The ability of CCT018159 to specifically disrupt the ORF57-hTREX interaction now presents an ideal opportunity to firstly investigate how KSHV ORF57 manipulates cellular mRNA processing. We present data showing that ORF57 sequestration of hTREX drastically inhibits bulk cellular mRNA nuclear export. However, ORF57 has also been reported to associate with a subset of cellular transcripts, as well as viral mRNAs. We therefore hypothesize that KSHV ORF57 binds this subset of cellular transcripts, enabling hTREX recruitment, to form ORF57-induced cellular RNPs, overriding virus-induced host cell shutoff mechanisms. In turn, we believe these ORF57-processed cellular transcripts probably enhance KSHV replication. As such, our small molecule inhibitor is an ideal tool to test this hypothesis and identify which ORF57-dependent cellular mRNAs are essential for KSHV lytic replication. Secondly, as the ORF57-hTREX interaction is essential for KSHV lytic replication, CCT018159 is a potentially exciting therapeutic reagent for KSHV infection. We have demonstrated the ability of CCT018159 to inhibit KSHV lytic replication and infectious virion production in cell culture-based experiments. We now aim to further develop CCT018159 to enhance its antiviral activity and pharmacokinetic properties prior to assessing its antiviral potential in an appropriate small animal model for human gamma-herpesvirus infection.

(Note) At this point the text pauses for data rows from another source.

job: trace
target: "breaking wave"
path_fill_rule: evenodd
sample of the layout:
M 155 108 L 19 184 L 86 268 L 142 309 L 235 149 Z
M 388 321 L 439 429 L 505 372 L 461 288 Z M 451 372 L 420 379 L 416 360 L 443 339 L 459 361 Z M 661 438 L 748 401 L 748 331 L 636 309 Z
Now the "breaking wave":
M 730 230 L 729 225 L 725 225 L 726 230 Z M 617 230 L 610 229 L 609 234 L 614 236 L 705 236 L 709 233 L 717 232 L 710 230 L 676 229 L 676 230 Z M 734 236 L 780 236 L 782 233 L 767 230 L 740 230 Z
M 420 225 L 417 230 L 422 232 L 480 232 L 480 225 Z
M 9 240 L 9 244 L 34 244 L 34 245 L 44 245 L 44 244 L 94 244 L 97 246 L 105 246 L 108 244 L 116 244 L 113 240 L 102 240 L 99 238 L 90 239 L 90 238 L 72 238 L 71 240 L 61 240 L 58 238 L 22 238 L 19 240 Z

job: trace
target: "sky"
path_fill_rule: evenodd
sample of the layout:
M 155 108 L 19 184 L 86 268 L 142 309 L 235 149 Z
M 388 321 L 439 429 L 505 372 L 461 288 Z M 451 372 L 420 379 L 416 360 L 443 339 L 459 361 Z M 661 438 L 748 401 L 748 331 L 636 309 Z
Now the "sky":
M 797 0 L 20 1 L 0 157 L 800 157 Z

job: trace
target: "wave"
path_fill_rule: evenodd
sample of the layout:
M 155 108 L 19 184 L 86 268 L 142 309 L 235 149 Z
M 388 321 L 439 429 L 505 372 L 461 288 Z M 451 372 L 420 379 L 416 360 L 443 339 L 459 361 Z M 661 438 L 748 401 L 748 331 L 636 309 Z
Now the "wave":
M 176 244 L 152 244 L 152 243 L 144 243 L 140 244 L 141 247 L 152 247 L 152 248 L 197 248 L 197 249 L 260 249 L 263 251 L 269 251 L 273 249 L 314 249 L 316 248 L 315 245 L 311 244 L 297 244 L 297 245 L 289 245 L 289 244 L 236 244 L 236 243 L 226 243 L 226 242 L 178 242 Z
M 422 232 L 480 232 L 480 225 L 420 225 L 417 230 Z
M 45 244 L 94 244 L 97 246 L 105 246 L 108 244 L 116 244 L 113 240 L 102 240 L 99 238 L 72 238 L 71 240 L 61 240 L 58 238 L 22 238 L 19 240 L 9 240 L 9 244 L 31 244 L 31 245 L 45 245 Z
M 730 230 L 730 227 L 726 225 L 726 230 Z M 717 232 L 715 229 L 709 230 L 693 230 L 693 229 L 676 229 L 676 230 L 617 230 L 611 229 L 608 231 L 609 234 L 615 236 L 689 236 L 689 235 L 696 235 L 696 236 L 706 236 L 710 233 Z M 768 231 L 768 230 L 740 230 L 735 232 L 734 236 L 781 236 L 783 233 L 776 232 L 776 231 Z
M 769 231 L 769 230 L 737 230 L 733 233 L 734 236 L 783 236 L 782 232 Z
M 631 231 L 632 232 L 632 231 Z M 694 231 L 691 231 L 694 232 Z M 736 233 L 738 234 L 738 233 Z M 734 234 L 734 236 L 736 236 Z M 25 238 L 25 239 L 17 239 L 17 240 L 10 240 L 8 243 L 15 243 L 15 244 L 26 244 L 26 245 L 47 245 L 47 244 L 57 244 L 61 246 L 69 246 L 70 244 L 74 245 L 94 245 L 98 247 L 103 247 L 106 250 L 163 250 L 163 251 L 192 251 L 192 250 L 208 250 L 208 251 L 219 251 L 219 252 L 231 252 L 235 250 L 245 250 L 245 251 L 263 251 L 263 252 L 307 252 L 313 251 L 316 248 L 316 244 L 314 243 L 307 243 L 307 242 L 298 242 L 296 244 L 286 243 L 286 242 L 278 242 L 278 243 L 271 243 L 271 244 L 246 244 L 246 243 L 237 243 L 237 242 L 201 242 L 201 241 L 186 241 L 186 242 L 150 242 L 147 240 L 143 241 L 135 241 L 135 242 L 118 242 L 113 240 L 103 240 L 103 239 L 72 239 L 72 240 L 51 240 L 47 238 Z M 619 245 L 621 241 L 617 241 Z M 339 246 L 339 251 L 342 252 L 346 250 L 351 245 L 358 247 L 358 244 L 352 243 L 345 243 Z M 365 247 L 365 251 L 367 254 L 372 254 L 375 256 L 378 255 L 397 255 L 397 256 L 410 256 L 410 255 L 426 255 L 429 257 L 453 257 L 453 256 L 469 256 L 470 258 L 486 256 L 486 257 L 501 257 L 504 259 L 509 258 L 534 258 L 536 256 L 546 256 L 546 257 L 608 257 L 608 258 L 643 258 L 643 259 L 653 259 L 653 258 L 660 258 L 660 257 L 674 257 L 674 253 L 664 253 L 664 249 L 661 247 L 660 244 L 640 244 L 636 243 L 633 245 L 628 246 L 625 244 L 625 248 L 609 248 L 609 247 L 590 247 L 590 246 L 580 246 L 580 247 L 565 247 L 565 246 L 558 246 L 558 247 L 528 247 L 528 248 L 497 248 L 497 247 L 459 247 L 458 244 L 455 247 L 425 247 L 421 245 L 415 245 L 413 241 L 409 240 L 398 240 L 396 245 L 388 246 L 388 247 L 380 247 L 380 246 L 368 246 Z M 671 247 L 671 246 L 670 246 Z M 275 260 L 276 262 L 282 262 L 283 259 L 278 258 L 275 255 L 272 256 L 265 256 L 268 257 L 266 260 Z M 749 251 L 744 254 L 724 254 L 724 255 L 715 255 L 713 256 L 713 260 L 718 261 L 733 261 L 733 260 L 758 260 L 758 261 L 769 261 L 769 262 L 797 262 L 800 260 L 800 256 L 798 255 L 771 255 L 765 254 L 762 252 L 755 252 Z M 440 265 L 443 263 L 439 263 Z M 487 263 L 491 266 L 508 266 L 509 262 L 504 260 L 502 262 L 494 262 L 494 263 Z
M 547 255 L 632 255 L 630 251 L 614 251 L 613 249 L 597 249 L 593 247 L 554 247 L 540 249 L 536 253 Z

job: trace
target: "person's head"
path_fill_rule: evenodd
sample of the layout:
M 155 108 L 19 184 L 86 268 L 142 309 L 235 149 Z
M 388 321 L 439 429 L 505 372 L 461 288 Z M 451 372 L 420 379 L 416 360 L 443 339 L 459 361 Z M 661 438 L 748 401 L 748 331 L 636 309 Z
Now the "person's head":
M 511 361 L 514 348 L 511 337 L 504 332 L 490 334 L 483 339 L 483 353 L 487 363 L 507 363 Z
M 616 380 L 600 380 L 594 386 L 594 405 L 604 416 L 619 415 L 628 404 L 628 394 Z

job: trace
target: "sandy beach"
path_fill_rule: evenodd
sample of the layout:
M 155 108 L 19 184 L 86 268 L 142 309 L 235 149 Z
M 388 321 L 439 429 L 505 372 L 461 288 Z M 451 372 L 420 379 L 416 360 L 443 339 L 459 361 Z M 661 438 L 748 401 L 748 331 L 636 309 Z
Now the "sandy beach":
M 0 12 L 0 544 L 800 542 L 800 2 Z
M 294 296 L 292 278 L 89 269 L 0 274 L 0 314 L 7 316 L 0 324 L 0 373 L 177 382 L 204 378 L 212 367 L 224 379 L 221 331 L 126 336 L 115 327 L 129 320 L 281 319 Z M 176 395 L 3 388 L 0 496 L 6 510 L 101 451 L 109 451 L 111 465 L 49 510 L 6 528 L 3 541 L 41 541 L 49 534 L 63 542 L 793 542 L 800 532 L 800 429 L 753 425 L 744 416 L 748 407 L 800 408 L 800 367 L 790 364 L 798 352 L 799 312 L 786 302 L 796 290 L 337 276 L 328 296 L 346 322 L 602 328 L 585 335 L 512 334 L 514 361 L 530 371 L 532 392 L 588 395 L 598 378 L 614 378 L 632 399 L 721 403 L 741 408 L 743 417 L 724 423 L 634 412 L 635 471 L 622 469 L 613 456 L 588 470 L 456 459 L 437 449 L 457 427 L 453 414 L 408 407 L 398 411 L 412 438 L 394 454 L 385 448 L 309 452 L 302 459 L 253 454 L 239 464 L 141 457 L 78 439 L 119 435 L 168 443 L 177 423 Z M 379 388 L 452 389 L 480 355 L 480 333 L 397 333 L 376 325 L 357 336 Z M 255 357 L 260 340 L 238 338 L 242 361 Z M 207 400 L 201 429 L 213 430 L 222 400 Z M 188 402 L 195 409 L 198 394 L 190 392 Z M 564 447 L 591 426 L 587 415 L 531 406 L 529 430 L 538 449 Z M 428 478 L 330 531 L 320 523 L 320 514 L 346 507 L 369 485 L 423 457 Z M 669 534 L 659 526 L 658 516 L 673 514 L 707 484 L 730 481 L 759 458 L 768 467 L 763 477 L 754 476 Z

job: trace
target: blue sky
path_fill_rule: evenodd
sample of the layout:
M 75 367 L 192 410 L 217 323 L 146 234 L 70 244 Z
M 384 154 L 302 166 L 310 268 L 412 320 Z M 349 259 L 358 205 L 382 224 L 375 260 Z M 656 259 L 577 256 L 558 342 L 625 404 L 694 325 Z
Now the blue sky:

Herpesviruses are responsible for a range of debilitating acute and recurrent diseases, including a number of malignancies. Current treatments are limited to targeting herpesvirus DNA polymerases, but with emerging viral resistance and little efficacy against the oncogenic herpesviruses, there is an urgent need for new antiviral strategies. The research outlined in this interdisciplinary proposal therefore has the potential to benefit multiple different sectors.

Academic scientists: As outlined in the academic beneficiaries section, this project has the potential to increase our fundamental knowledge into virus-mediated mechanisms of RNA processing events which are essential for herpesvirus replication. In addition it will provide new impetus to investigate the role of dynamic RNA modifications in virus infection.

Industry: The work conducted in this project will be of direct interest to companies engaged in drug development. Research findings may lead to the identification of new therapeutic targets for herpesvirus infection. Moreover, by studying how to inhibit virus infection this project may also facilitate the new development of bio-pharmaceuticals for herpesviruses and other virus infections.

General public and clinicians: Engagement activities will increase the understanding of a range of herpesvirus-associated diseases by the general public and promote the need for research into these common worldwide infections. In the longer term, the development of new therapeutics for herpesvirus infections, which are urgently needed, will benefit the general public and the medical sector.

Young and future scientists: The training of PDRAs and a technician in interdisciplinary science will produce highly skilled scientists. Younger scientists, working as summer students, will also benefit from working in cutting edge science laboratories. Moreover, virus infections and related diseases are fascinating topics for public engagement activities to promote science and scientific careers to school children.